By Tom Symonds
Home affairs correspondent, BBC News
Police officers in England will no longer respond to concerns about mental health if there is no risk to life or crime being committed.
The government says the policy could save a million hours of police time every year.
Senior officers say forces have “lost their way” by dealing with less serious mental-health problems.
But mental-health charities say they are “deeply worried” at what could be a “dangerous” change.
The government says it is providing an extra £1bn a year, including £150m for facilities to replace police officers, including:
- specialist mental-health ambulances
- extra capacity for treating patients
- “crisis cafes”, where people struggling to cope can drop in for help
And 999-call handlers are being trained to assess a request for officers to attend and decide whether:
- someone’s life is at risk
- there is a threat to the public
- a possible crime is being committed
But Mind chief executive Dr Sarah Hughes said mental-health services were “not resourced to step up overnight”.
“Above all, at the heart of any decision like this should be the people that the police serve not the potential hours of work saved,” she said.
The additional funding had been announced in 2021, the charity said, so there was no new money to pay for additional referrals from the police, at a time of growing demand for mental-health services.
Having tested the policy during the past three years, Humberside Police said it had saved an average of 1,441 hours of police time a month.
Three other forces, Hampshire, Lancashire and South Yorkshire, are also starting to introduce the policy, to be implemented across England within three years.
In Sheffield, 999-response officer PC April Clark was recently called to a man trying to throw himself from a first-floor window.
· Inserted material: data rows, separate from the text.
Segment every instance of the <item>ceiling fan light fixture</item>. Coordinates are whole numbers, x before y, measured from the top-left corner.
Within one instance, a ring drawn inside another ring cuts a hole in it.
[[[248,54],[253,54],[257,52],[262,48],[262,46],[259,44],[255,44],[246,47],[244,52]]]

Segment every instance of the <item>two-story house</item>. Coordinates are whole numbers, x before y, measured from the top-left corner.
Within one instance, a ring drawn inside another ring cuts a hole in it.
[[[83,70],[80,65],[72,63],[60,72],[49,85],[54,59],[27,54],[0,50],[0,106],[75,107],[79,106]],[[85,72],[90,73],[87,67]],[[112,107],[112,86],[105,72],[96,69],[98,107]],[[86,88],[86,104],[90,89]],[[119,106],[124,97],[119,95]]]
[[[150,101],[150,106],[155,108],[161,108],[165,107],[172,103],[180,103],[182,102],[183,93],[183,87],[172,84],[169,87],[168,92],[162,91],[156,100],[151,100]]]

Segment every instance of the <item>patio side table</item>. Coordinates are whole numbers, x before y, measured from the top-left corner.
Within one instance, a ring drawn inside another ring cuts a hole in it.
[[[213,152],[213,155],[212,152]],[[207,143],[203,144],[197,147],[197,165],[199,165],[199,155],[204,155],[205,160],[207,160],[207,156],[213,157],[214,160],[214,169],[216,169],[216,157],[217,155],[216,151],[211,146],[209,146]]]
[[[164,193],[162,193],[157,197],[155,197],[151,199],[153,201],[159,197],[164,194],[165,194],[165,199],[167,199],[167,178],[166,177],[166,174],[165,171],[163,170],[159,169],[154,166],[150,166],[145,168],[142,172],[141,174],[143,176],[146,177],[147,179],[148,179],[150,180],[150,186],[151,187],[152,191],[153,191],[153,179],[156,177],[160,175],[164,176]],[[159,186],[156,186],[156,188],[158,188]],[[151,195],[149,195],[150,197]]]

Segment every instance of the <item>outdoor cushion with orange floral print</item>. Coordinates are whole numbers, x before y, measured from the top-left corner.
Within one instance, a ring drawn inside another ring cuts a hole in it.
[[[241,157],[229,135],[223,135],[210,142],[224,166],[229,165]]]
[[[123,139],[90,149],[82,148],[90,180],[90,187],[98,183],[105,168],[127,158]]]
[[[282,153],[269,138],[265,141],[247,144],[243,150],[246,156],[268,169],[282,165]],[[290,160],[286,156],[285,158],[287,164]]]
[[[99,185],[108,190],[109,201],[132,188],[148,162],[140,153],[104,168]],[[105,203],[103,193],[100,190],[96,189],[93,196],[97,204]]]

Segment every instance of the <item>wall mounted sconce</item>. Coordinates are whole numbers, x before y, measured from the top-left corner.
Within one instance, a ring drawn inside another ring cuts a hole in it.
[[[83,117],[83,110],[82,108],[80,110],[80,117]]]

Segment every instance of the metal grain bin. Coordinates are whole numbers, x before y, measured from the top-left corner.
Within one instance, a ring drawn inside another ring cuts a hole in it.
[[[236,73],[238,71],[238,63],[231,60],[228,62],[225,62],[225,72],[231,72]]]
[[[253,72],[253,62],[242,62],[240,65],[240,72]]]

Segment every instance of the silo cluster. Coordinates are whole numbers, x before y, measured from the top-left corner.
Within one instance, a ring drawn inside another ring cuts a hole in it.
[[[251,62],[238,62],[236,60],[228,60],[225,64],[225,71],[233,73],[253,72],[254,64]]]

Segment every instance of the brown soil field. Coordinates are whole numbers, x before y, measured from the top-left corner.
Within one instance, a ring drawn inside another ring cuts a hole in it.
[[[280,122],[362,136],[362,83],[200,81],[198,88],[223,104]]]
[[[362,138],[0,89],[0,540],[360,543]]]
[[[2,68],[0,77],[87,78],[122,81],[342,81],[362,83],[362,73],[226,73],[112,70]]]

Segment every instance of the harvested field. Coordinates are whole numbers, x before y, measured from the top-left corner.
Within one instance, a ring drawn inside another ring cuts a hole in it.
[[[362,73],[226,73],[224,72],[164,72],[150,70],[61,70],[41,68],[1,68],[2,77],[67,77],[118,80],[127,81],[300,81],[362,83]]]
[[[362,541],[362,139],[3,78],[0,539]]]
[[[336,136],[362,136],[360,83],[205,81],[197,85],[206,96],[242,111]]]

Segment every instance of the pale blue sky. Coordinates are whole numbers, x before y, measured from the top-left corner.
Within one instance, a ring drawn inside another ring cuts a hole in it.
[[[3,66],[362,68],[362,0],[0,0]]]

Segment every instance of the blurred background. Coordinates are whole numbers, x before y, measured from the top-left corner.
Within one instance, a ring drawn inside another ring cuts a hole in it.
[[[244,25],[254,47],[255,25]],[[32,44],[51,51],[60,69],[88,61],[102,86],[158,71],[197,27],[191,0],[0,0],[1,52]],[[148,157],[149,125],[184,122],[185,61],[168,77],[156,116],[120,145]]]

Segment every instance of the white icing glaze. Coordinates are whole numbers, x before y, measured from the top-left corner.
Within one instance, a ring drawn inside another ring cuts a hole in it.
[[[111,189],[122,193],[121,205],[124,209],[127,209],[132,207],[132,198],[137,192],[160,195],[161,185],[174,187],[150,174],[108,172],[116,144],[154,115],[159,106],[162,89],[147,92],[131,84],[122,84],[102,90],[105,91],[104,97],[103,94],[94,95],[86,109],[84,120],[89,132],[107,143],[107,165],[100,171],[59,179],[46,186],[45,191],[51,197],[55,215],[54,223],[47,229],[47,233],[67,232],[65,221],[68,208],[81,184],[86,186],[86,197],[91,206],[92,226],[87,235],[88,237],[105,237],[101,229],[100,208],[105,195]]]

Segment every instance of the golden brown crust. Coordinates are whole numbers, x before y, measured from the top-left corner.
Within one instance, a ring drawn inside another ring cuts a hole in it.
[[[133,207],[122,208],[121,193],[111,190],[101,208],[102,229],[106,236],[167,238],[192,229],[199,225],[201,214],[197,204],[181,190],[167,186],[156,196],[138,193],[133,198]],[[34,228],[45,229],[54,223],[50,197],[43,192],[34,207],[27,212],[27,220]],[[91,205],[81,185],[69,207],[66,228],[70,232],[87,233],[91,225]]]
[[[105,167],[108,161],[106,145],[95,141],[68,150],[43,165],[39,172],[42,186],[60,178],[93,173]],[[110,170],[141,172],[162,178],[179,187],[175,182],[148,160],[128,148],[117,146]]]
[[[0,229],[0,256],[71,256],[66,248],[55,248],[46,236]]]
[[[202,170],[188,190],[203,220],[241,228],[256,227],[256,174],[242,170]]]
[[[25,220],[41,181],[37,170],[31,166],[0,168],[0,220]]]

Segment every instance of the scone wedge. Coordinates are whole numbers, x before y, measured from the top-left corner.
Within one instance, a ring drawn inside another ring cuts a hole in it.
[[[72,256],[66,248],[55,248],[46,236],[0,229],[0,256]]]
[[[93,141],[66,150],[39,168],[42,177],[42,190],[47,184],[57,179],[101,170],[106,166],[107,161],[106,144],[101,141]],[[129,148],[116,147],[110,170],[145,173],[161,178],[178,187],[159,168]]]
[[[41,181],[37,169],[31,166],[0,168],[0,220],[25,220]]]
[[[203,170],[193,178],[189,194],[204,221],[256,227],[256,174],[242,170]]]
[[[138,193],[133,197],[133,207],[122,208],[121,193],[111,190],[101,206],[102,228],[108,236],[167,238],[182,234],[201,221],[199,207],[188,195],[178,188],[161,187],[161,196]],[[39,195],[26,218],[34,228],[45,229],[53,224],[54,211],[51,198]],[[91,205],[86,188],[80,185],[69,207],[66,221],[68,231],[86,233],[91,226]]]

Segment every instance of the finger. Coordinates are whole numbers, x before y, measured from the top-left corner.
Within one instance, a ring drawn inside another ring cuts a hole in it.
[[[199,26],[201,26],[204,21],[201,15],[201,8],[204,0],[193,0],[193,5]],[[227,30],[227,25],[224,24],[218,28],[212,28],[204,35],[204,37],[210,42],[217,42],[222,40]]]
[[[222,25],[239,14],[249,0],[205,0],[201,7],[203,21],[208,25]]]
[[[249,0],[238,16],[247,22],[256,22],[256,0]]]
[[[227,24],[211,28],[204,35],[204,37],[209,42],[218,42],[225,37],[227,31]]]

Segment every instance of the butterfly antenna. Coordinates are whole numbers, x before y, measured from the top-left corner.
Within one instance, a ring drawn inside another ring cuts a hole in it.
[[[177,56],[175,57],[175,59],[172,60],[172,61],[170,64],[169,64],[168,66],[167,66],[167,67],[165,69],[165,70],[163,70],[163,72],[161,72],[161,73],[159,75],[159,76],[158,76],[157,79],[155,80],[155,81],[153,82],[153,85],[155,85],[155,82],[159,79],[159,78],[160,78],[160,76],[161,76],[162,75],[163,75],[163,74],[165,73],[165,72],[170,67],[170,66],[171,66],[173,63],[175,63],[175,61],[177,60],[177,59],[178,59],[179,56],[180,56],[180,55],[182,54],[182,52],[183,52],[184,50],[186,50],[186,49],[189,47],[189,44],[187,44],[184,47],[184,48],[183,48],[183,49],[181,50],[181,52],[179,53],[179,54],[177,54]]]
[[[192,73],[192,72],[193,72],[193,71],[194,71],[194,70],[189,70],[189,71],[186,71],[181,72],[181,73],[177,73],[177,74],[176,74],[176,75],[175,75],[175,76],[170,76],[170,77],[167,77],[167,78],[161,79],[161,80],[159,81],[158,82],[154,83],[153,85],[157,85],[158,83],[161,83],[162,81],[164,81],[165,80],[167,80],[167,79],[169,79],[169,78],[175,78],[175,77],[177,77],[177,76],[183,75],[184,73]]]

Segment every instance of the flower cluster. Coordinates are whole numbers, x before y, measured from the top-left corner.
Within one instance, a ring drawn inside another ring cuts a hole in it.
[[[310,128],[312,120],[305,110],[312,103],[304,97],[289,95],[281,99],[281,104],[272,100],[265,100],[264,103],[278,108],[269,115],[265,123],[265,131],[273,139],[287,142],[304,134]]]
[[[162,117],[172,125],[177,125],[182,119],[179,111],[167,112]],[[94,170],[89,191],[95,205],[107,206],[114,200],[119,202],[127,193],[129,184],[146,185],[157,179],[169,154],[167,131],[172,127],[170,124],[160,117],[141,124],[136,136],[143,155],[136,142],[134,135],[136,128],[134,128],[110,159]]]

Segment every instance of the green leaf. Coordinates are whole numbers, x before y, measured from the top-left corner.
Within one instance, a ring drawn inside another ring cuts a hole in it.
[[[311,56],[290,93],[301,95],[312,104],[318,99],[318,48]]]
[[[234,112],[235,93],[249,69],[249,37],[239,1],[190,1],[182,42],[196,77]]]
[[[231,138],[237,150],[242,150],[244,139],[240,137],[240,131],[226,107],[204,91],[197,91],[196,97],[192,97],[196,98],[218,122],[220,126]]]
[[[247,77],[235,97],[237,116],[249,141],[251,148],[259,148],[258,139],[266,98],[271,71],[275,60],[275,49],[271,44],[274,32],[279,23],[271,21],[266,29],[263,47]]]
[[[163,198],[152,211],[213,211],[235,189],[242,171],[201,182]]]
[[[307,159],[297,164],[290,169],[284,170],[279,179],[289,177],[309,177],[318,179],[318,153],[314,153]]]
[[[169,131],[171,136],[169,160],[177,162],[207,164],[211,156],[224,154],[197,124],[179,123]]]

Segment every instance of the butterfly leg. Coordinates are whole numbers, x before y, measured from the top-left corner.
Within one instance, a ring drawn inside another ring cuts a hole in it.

“It is quite literally in my hands,” she said.
“You can’t let them go. You can’t let anything happen to them. You’ve got to do what you can for them and their family until the right help comes along.”
She has also dealt with a young mother’s suicide.
These are both cases in which officers would still attend.
But PC Clark said she also regularly handled calls from NHS staff and members of the public “going home for the weekend in their nine-to-five jobs”, asking the police for a ”welfare check” on someone with mental-health issues.
Officers can end up sitting with patients for 12 hours and more in hospitals, because no-one else is available and NHS staff are concerned about the risk to the patient, staff or public.
‘Feel criminalised’
An early assessment of the impact of the changes in Humberside Police concluded that police turned down requests to carry out welfare checks, or look for patients who had gone “AWOL”. They also handed over the care of patients more quickly to the health service.
This meant more patients were seen by health service staff with appropriate training rather than police officers.
Deputy Chief Constable Rachel Bacon, from the National Police Chiefs’ Council said the new approach would be better for people in mental-health crises who tended to “feel criminalised” when officers turned up to help them. Some mistakenly believed they were under arrest.
Currently, officers are required by law when someone is detained under the Mental Health Act, allowing them to be taken to a place of safety, possibly against their will.
But the National Police Chiefs’ Council plans to ask the government to change this.